It’s not just the British, but our govts also owe us a range of apologies

If we are to talk about apologies with any degree of honesty, then there’s plenty to be remorseful about in post Independent India. It’s not a foreign colonial power, but our own governments that also owe us a range of apologies. Nobody is owed an apology more than the Dalits and the women of this country. But who would issue this apology, when all of society has colluded — and still does — in their systemic deprivation?

Shashi Tharoor would like the British to apologise for 200 years of colonial rule. He believes that British Prime Minister Theresa May must visit Jallianwala Bagh and go down on her knees and express remorse for the colonial exploitation of India.

Tharoor’s demand for an apology and reparations, first made in the course of an Oxford Union debate a year ago, won him thunderous applause. A YouTube video went viral and even Prime Minister Narendra Modi congratulated the Congress MP on his return home.

Nobody disagrees with Tharoor, the British have much to be sorry for — from the economic ruin of indigenous weavers to the death of four million people in the Bengal famine. But, if we are to talk about apologies with any degree of honesty, then there’s plenty to be remorseful about in post-Independent India. It’s not a foreign colonial power, but our own governments that also owe us a range of apologies.

Nobody is owed an apology more than the Dalits and the women of this country. But who would issue this apology, when all of society has colluded — and still does — in their systemic deprivation?

So, leaving that #1 apology aside, what do our own governments have to be sorry about?

The first is every communal riot from Nellie to Mumbai and Gujarat to Delhi. It doesn’t matter which government was in power where the riot occurred. If there was a breach in law and order, then it is incumbent upon the government in charge to beg for forgiveness from not only every family that lost a loved one, but every citizen who lived through it.

The second would be the Emergency. Has the Congress ever apologized? To my mind, the suspension of democracy, along with such human rights violations as forcible sterilizations, deserves a public mea culpa.

Every state government that mutely witnesses farmer suicide caused by agrarian distress needs to apologize for a failure of policy and vision that has allowed this tragedy to continue year after year.

Add to this list, fake encounters and “disappearances” that strike against democracy and the idea of the civilized world, “innocent till proven guilty”. It doesn’t matter if these encounters by and large are bolstered by public support, any government that believes in rule of law must act against them.

Governments are appointed by us and are, as a consequence, accountable to us.
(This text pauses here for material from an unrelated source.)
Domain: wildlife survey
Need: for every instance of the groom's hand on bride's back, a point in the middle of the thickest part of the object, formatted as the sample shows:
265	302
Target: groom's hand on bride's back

The term public servant has gone out of vogue but it’s always useful to remember that the people elected by us are answerable to us; they are not the “ruling class”. If our governments should fail either through policy or through action then we as the citizens who put them in charge, are owed an apology.

An apology is also the crucial first step towards healing and reconciliation. You cannot move forward unless there is an expression of regret. In South Africa, FW de Klerk apologised for apartheid. Successive German heads of state have expressed remorse for the Holocaust. Perhaps the most moving was the sight of the then chancellor Willy Brandt falling, wordlessly, to his knees on a state visit to Poland in 1970.

In India, part of the problem with any discussion on communal riots is the inevitable follow up question: “But what about”. Whether it is Narendra Modi under whose watch the 2002 riots took place in Gujarat or the Gandhi-led Congress for the 1984 anti-Sikh riots, there has never been a heart-felt expression of regret.

An apology for a wrong committed is simply the right thing to do. When Justin Trudeau apologized before his Parliament for the Komagatu Maru incident of 1914 when a ship carrying mostly Sikh passengers was denied entry into Canada and forced to return to British India where many met with a violent end, we in India applauded the gesture.

“People who are not responsible today for the wrongs done by their for-bearers in the past era apologize nonetheless to people who are not the ones to whom wrong was done,” Tharoor told the PTI. A good place to start would be at home.